Should you install de-icers at the lake?

A boathouse surrounded by open water in a frozen lake By Mary Anne Love/Shutterstock

Ah, the “off-season” at the lake. The peace. The quiet. The wildlife crossing pristine ice—ah, yes, the ice. In 2019, winter ice damage and spring floods left cottagers scrambling to protect and repair shoreline structures. Katie Peet of R & J Machine in Lakefield, Ont., says that they fielded several calls from cottagers looking to install de-icers. “If they have a couple of feet of water, they can put one in to open up ice so it can’t be pushed and piled on the shoreline,” she says. “Some people use a chainsaw to open up the ice, but you may have to do that every day because it freezes over again at night.”


Winter is coming

Ice expands as it melts, until it turns to water. Cracks will form in lake ice in response to the different expansion rates caused by warmer temperatures at the top. An ice sheet gets bigger as water flows from underneath up into the cracks and then freezes. With successive freeze-thaw cycles, that ice moves toward shore, shoving up anything in its way—docks, boathouses—in a process called ice-heave or ice-jacking. Spring flooding can also drive thick ice into shoreline structures.

Bottom line Winter ice is a natural fact of cottage life, but, unfortunately, the damage it causes is a standard exclusion to most insurance policies. “People seem not to be aware of that,” says Allison Bryce, with insurance brokerage The Magnes Group. She advises clients to install de-icing systems to protect a shoreline investment that can be worth hundreds of thousands of dollars.


Keeping the ice away

A properly installed de-icer will create as small an opening as possible while still keeping structures free of ice. The systems come in two forms: impellers and bubblers. Impeller de-icers, such as the Kasco and Arbrux systems, combine a motor with a propeller enclosed in a cage that is suspended by ropes or a bracket from a dock or float. The angle of the unit can be adjusted, and which size motor you choose depends on the temperature and the depth of the water (you may need more than one device).

Bubbler de-icers, like Canadian Pond’s Thawline linear system, use a compressor on shore to feed air through submerged tubing. Brent Statten, of DeiceAir in Huntsville, Ont., which installs both Kasko and Thawline systems, is a fan of aeration. “It’s like a tailored suit,” he says, “custom fit to snake around docks and open up only the minimum amount of water necessary.” Bubbler systems use less power than impellers, with no electricity in the water or moving parts to get clogged with sticks, debris, or even ice. And bubblers can be left in place all year (as can impellers, but they’re unsightly).

Bottom line Get advice from companies that sell the systems, even if you plan a DIY installation.
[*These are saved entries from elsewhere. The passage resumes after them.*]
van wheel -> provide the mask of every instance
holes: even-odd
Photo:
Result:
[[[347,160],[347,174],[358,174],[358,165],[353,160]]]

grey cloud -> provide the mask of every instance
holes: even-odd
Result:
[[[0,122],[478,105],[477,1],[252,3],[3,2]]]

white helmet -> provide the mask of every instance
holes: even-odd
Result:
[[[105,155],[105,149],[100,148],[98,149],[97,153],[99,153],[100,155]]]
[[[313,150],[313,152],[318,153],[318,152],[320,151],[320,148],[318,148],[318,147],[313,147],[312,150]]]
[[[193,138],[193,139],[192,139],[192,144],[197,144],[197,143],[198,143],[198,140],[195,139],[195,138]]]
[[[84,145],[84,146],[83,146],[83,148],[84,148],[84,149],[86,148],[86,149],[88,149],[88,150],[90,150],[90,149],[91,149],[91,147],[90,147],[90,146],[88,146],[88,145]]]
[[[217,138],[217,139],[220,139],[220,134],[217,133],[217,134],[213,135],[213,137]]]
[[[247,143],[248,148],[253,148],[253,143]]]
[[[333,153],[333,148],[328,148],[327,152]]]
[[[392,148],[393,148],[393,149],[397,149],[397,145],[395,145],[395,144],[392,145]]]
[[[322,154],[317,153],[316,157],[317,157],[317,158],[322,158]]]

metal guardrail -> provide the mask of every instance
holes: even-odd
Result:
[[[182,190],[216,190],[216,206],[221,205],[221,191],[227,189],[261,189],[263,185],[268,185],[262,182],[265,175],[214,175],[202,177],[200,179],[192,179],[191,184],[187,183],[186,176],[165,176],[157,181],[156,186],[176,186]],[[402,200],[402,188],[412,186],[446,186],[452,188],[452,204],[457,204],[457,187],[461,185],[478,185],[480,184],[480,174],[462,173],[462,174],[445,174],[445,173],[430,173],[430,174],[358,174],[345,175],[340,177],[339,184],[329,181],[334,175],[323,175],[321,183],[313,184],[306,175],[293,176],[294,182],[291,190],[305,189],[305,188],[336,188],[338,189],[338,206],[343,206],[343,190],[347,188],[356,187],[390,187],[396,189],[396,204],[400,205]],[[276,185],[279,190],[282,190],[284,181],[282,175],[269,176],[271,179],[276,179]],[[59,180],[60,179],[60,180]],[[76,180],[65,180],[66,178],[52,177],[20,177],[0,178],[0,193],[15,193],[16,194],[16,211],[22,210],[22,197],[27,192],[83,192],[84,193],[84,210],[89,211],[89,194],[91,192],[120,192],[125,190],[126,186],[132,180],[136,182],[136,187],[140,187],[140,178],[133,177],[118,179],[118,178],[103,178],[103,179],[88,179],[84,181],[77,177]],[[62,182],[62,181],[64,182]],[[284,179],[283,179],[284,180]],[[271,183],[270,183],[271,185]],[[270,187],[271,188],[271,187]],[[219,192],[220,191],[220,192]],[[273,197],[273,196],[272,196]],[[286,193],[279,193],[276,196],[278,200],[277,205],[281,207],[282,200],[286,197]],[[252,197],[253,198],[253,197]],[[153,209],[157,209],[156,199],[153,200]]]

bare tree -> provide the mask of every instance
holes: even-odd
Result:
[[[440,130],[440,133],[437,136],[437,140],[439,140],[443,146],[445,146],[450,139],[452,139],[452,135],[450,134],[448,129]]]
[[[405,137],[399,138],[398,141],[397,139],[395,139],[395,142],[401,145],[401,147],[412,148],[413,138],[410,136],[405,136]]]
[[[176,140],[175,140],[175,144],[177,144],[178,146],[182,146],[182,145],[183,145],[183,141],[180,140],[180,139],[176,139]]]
Often people wait until the last minute to install them, Statten says, rather than planning their site out and taking time with the installation. Do it before it gets cold, he advises, “and obviously before the ice sets in.”


This one’s on you

Though not highly regulated by municipalities, de-icers are prohibited on some waterways, such as some administered by Parks Canada. At the very least, bubblers are controversial in cottage country. Chris Collings, a bylaw enforcement officer for the Township of Lake of Bays, Ont., says that he often gets complaints about installations that create open water near snowmobile routes or about hazard lights that bother other property owners. But while your municipality may not control the use of de-icers, Section 263 (1) of Canada’s Criminal Code says,  “Every one who makes or causes to be made an opening in ice…is under a legal duty to guard it in a manner that is adequate to prevent persons from falling in by accident and is adequate to warn them that the opening exists.” If you fail to do that, and a death occurs as a result, you could be charged with manslaughter. But what’s “adequate” is not specified. The experts we consulted recommend marking any opening with signs (in all directions), reflective tape, and flashing amber lights (not red, which could be mistaken for the tail lights of a snowmobile).

Check with your local municipality before installing a system. Even if there isn’t a de-icer regulation, there may be other restrictions. Lake of Bays, for example, has a dark-skies bylaw that requires all outdoor lights to be shielded and facing downward, so flashing lights may be non-compliant. But Collings says you can install a downward-facing spotlight that illuminates a warning sign.

Bottom line As the Criminal Code makes clear, alerting lake users to the dangers of open water is serious business. So channel your inner Scout and be prepared. As Brent Statten says, “No one wants to think that winter is coming, but it does every year.”